A rap album is hardly a conventional final project to hand in at Harvard University.
But one student has done just this as his final creative writing thesis and has not only passed but is graduating with one of the University’s highest accolades.
His work is the first submission of its kind in the University’s history. While his peers are submitting novels, memoirs, poems and short stories for the final stage of the course, Obasi Shaw’s less-traditional submission – titled Liminal Minds – has paid off.
As well as being a modern album – tackling issues such as racial politics and American society – it also draws influence from old English literature, in particular Geoffrey Chaucer’s Canterbury Tales.
You can see how he mixes up these two worlds in his opening song, ‘Declaration of Independence’ which covers police violence with old English influences in his style: ‘A nation due for inspection, this is the audit, herein – lies the fear in the eyes of our departed dearly – cold bodies facing .22, man in blue.’

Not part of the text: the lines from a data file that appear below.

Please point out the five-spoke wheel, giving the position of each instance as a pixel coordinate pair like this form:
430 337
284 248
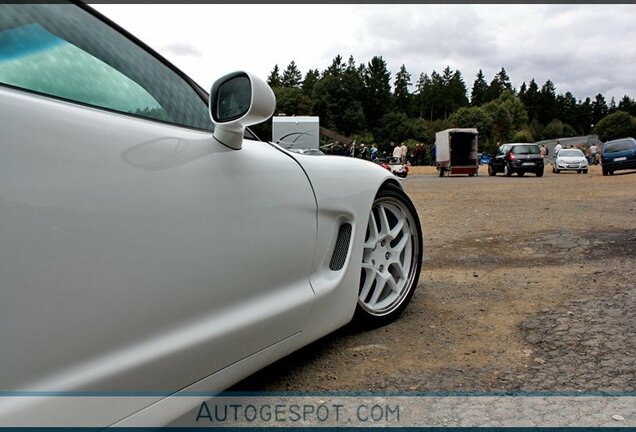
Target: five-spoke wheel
392 258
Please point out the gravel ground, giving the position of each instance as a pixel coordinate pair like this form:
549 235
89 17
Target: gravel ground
528 284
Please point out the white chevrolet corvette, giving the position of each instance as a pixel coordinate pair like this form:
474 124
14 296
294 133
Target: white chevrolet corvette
150 243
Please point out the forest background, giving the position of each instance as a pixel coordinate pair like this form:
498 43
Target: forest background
365 103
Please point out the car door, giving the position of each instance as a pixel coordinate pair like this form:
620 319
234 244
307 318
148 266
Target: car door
136 252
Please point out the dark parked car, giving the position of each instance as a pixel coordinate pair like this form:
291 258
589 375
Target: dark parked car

The 20-year-old grew up in Atlanta and exclusively listened to Christian rap before discovering the likes of Kendrick Lamar and Chance the Rapper, then finally beginning to sing and rap himself.
While he’d previously considered it just a hobby, it was his mother who suggested he write a rap thesis. So as a form of ‘background reading’ he began by listening to mainstream rap, which he says he didn’t like due to some of its violent, misogynistic and explicit lyrics. So Obasi went deeper, and started learning about rap history.
‘I needed to learn what rap has meant to people for decades,’ he told Harvard Gazette.
‘Rap is a genre in which I can say everything I want to say.
‘I’ve been writing in different capacities, but I never felt that I found my art form until I started rapping.’